Ayuso, o el minimalismo infinito

En el infinito cabe todo: es el absoluto, el universo, Dios. Tú mismo formas parte del infinito, un sitio del que nadie puede expulsarte, con todos tus deseos, tus ideas, tus recuerdos, tus verdades, tus miedos. Cualquier proeza, cualquier fenómeno, se reduce a la mayor insignificancia, a poca cosa, apenas nada (aunque no desaparezca), cuando se integra en el infinito.

Si ya es muy difícil explicar completa y correctamente un asunto complejo de forma breve y concisa, explicar el infinito ya me parece una tarea sencillamente imposible. Y reducir su explicación a la mínima expresión, me parece ya el colmo. Además, la rápida obsolescencia de las cosas es el signo de los tiempos. Ver muchos titulares de prensa, muchas imágenes; ver todo, para luego no recordar apenas nada y sin que ello importe. Conocer algo en profundidad requiere un tiempo que a menudo no estamos dispuestos a pagar. Total, da lo mismo, porque la conciencia sobre las cosas se sigue creando, aunque el mensaje sea simple.

Pues bien, el mayor mérito de Isabel Díaz Ayuso consiste en eso, en explicar el infinito, de manera totalmente sintética y maniquea, como el monotema de la lucha del bien absoluto (ella y su mundo) contra el mal absoluto (la izquierda), sostenida por su imagen de joven pizpireta atrevida y su expresión de chulapona desafiante, ahora que la imagen prevalece sobre cualquier contenido o forma de expresión. No está sola: Ayuso pone la imagen; lo que no sabemos es quien compone el equipo que le prepara sus discursos en esas tarjetas que le hemos visto leer tan a menudo. Ése que convierte rápidamente en las RR.SS el insulto “hijo de puta” al Presidente Sánchez en un “me gusta la fruta”. Sus seguidores no necesitarán oír argumentos, basta con su presencia para convertir cualquier disparate en verdad, de modo simple y populista. Inolvidable, aquel programa completo de la campaña electoral para las elecciones autonómicas en 2021, reducido a la mínima expresión: la palabra “libertad”. Insuperable: mayoría absoluta.

Un ejemplo más reciente, en la presentación de la Feria Taurina de San Isidro 2024, 2 de febrero: No conozco un lugar donde la prosperidad ni la libertad se hayan abierto camino tras cerrarse una plaza de toros. Todo lo contrario. ¿Quién frenará el afán autoritario mañana, si hoy no se asfixia y nadie hace o dice nada?

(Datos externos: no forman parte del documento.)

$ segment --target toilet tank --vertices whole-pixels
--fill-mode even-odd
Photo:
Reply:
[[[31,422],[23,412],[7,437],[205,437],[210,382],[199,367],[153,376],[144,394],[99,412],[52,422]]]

Esto solo va a ir a peor y la libertad se defiende ejerciéndola” (…) [en el mismo acto, sobre Cataluña] “Tras cerrar una plaza de toros, le ha seguido la sequía, el control político y el adoctrinamiento» Y digo yo ¿Qué tendrá que ver la falta de lluvias con el adoctrinamiento? ¿Qué tendrán que ver los toros en la creación de escenarios de distopías autoritarias? ¿Será por eso que en los países donde no hay tradición taurina no hay libertad?

El discurso de Ayuso es agresivo y contundente por sistema, un discurso que dicho por cualquier otro político -sobre todo, si fuera varón- resultaría casi escandaloso (como en el caso de Trump, quien maneja el escándalo y la polémica como viento de popa). Convierte cualquier intervención en una arenga a la lucha final contra el enemigo (que no adversario político). Pero lo principal, es que este discurso y sus formas le funcionan a la perfección. En primer lugar, porque apela a las emociones, no a la razón; y así, envuelve con la bandera de todos los españoles su polémica gestión neoliberal de los asuntos públicos, ya sean la gestión de la borrasca “Filomena”, la compra de máscaras durante la pandemia, la sanidad, la educación, la vivienda, el “dumping” fiscal, etc. Y en segundo lugar, porque es capaz de mermar o eliminar sin pudor a cualquiera de sus adversarios, ya sea al Secretario General de su partido, a sus socios de gobierno o a los partidos la oposición (aunque en este último caso, con dejarles solitos ya tiene medio camino hecho). Para ello, cuenta con el apoyo clave de los medios de comunicación madrileños, que le han dado su apoyo incondicional en todo momento y circunstancia durante todo este tiempo. Ayuso y su equipo esperan el momento oportuno para ascender en el escalafón hasta llegar a la Moncloa, le pese a quien le pese; y nadie de su entorno procurará enemistarse con ella, y a quien representa a la sombra. No es ella quien marca la agenda del partido, claro, pero sí quien da primero.